Natural Resources and Development
Overview
Natural resources form the foundation of economic development and human survival. This topic examines how societies utilize resources from the environment and the critical balance required between development and sustainability. For MAHA TET Paper II Social Studies, this topic bridges geography, economics, and environmental awareness—areas frequently tested together.
Understanding natural resources is essential because questions often link resource types with their distribution in India and Maharashtra, conservation methods, and the concept of sustainable development. Students must grasp both classification systems and the practical implications of resource use. The topic also connects with constitutional provisions (Article 48A on environment protection) and current affairs on climate change and development policies.
Expect questions on resource classification, examples from India/Maharashtra, conservation strategies, and the meaning and principles of sustainable development. Application-based questions may ask you to identify sustainable versus unsustainable practices.
Key Concepts
- **Natural resources** are materials and components from nature that humans use to satisfy needs—they include air, water, soil, minerals, forests, wildlife, and solar energy.

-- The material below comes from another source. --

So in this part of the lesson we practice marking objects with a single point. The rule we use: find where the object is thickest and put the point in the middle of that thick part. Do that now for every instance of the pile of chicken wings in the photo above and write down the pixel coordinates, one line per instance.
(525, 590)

- **Classification by origin**: Biotic resources (living origin—forests, animals, fish, crops) and Abiotic resources (non-living origin—minerals, water, land, air).
- **Classification by exhaustibility**: Renewable resources (replenish naturally—solar energy, wind, water, forests) and Non-renewable resources (fixed stock, take millions of years to form—coal, petroleum, natural gas, minerals).
- **Classification by ownership**: Individual resources (owned privately), Community resources (village commons, grazing lands), National resources (all resources within political boundaries), and International resources (ocean resources beyond 200 nautical miles).
- **Resource development** refers to the process of transforming natural materials into useful products through technology, capital, and human effort.
- **Sustainable development** means meeting the needs of the present generation without compromising the ability of future generations to meet their own needs (Brundtland Commission, 1987).
- **Carrying capacity** is the maximum population an environment can sustain indefinitely without degradation—exceeding this leads to resource depletion.
- **Conservation** involves the careful management and protection of resources to prevent exploitation, destruction, or neglect.